Trade in ICT – An Important Pillar for Economic Growth and Prosperity
Today, information and communications technology (ICT) is among the most rapidly growing sectors in world trade. According to data from the United Nations Conference on Trade and Development (UNCTAD), trade in ICT products accounted for around 12.5 percent of global merchandise exports and 13.4 percent of global merchandise imports in 2019. Data from the European Union (EU) shows that high-tech products constituted 19 percent of total extra-EU imports and 18 percent of total extra-EU exports in 2019.
At the WTO Ministerial Conference in 1996 in Singapore, a group of 29 member-states, including the then 15 EU members, concluded the Information Technology Agreement (ITA). The signatories were able to reduce import tariffs on ICT products with an annual trade value at that time of almost 500 billion U.S. dollars.
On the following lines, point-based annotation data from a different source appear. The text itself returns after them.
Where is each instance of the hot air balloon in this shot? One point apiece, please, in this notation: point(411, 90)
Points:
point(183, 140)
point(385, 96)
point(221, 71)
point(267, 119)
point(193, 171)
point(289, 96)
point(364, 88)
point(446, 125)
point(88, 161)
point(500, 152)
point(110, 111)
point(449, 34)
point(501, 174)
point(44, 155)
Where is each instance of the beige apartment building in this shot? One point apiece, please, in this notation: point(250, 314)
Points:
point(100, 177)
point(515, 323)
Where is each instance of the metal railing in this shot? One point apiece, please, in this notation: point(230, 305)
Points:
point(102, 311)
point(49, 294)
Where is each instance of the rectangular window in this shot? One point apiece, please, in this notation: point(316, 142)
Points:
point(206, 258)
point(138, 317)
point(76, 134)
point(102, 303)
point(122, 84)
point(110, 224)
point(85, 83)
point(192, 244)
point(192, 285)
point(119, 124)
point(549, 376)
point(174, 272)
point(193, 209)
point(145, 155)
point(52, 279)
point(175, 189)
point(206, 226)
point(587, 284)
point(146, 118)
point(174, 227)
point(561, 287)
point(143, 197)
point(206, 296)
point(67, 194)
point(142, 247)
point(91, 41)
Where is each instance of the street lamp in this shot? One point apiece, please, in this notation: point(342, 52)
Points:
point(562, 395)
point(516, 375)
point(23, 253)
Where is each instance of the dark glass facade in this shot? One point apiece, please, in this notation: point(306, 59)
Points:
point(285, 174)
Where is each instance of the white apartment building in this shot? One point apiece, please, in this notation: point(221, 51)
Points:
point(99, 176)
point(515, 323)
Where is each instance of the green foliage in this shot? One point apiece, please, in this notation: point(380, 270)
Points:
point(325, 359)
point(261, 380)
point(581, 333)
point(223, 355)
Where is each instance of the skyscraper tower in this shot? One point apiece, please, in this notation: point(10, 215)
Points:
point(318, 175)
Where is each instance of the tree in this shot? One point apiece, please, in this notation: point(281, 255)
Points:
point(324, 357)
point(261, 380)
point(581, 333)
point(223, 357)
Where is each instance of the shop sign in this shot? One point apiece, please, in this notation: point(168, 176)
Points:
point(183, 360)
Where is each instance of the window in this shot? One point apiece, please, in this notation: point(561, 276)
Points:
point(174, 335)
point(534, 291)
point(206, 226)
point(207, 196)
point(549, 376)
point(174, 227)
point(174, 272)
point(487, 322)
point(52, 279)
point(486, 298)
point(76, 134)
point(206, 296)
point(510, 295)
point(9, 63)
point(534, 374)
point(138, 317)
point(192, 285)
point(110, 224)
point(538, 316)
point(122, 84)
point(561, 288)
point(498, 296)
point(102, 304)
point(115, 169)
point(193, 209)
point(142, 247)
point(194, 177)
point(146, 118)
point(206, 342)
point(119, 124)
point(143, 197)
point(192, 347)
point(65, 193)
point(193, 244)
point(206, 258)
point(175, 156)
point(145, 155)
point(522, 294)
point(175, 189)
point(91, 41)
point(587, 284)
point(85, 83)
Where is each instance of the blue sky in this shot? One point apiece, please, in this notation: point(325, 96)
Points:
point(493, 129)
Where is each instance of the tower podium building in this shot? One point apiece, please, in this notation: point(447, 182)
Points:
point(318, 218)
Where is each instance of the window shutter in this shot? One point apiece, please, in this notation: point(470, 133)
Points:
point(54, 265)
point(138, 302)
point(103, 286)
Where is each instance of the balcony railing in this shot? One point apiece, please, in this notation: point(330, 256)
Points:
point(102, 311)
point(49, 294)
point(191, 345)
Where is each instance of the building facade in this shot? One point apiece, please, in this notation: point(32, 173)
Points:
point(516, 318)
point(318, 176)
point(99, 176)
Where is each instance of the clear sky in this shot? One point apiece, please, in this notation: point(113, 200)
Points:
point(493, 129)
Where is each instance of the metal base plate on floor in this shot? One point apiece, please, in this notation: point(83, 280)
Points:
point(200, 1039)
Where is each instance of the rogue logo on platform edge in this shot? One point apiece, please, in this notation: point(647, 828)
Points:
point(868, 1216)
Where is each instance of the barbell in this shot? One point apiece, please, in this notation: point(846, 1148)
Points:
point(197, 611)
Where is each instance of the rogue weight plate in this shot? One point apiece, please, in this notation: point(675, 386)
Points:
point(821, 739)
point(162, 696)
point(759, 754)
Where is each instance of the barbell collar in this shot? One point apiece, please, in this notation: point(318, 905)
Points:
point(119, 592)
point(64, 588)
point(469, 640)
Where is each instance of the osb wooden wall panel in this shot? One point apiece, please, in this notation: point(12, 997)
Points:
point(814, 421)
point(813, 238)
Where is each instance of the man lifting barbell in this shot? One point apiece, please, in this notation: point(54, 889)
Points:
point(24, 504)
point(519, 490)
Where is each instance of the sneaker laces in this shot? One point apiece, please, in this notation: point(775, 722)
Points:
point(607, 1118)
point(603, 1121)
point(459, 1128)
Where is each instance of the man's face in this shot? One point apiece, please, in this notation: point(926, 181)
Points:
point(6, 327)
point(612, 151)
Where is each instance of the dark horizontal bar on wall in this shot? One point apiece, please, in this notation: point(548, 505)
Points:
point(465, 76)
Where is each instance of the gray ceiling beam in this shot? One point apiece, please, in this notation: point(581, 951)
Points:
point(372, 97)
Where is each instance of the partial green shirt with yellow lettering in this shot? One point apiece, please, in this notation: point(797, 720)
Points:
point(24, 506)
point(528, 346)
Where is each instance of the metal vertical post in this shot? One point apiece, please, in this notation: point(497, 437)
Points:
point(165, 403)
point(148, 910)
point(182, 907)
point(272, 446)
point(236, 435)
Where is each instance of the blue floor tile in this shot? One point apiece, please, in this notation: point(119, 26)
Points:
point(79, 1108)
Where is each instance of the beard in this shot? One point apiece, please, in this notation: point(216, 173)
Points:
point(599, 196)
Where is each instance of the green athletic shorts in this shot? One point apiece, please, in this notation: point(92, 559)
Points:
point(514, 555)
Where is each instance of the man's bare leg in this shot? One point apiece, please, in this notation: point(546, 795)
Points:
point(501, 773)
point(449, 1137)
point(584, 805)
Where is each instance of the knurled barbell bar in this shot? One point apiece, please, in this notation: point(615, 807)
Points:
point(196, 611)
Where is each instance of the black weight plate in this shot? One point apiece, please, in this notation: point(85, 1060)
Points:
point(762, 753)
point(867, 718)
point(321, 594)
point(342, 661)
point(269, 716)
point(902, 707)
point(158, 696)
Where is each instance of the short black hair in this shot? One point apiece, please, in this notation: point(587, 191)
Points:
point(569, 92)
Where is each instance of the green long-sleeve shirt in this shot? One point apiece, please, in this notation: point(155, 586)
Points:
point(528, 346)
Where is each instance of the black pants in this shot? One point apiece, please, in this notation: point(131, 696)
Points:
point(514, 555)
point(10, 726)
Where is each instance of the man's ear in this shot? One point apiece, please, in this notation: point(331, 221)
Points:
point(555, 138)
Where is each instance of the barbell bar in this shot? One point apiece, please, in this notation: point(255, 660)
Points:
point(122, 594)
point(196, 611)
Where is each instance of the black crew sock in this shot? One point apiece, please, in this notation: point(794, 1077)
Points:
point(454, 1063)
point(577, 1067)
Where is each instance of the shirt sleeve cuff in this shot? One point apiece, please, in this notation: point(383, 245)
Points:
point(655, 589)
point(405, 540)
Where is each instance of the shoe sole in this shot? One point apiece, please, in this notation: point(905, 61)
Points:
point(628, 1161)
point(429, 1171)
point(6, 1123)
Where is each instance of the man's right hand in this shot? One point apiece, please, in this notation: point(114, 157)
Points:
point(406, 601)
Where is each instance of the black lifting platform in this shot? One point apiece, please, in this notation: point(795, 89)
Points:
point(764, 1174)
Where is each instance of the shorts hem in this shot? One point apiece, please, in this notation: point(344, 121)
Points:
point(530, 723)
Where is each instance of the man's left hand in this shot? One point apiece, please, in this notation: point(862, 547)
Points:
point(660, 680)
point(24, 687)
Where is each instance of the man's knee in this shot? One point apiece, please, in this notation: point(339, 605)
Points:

The agreement covered a large spectrum of high-tech products including computers, telecommunications equipment, semiconductors, software, scientific instruments, and many of the associated components.
Lower Tariffs, Cheaper Products
This tariff reduction led to lower global prices and increased usage of modern technology. The widening circle of ITA signatories, which has now grown to 81 states, not only allows them to trade the agreed-upon ITA products tariff-free; all other WTO Members also profit from the arrangement.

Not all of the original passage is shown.